# What color artwork for this blue wall?



## Greg.Now (Feb 23, 2015)

something lighter than this would look good.










would settle for something that wouldn't distort the flow of things in the room. Neutral and light colors would do but something with too much flare would look awkward I think.


----------



## unreall_23 (Feb 23, 2015)

So kind of a lighter blue with other unobtrusive shades thrown in. Do you think something like this would be too much?


----------



## linda flora (Feb 19, 2015)

You have a lot of strong pieces in the room. I would want something fun on the walls...such as empty frames in white that would compliment the sofa.


----------



## Hdmv1776 (Mar 2, 2015)

I'd do red accent pics.

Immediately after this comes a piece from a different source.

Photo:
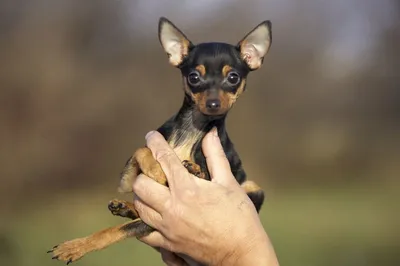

There's a lot of blue with the walls and making artwork to your red chair and case would help integrate those color splashes.


----------



## aliciatapp (Dec 18, 2008)

You seem to like contemporary modern, abstract.. so get a painting that reflects that using all the colors of the room. for a dramatic focal point.. It could be a single large painting or a tryptich.. then buy pillows that complement the painting

Alicia
Alicia tapp designs
Images on tiles


----------



## aliciatapp (Dec 18, 2008)

I added a pic to your living room wall

Good way to see how an abstract will look

Alicia
Alicia tapp designs
images on tiles


----------



## Greg.Now (Feb 23, 2015)

aliciatapp said:


> I added a pic to your living room wall
> 
> Good way to see how an abstract will look
> 
> ...


Yeah, I think that's way too warm for her living room pieces. Her set of furniture are pretty modern and artsy already. I doubt adding a piece like that would make the atmosphere more comfortable.


----------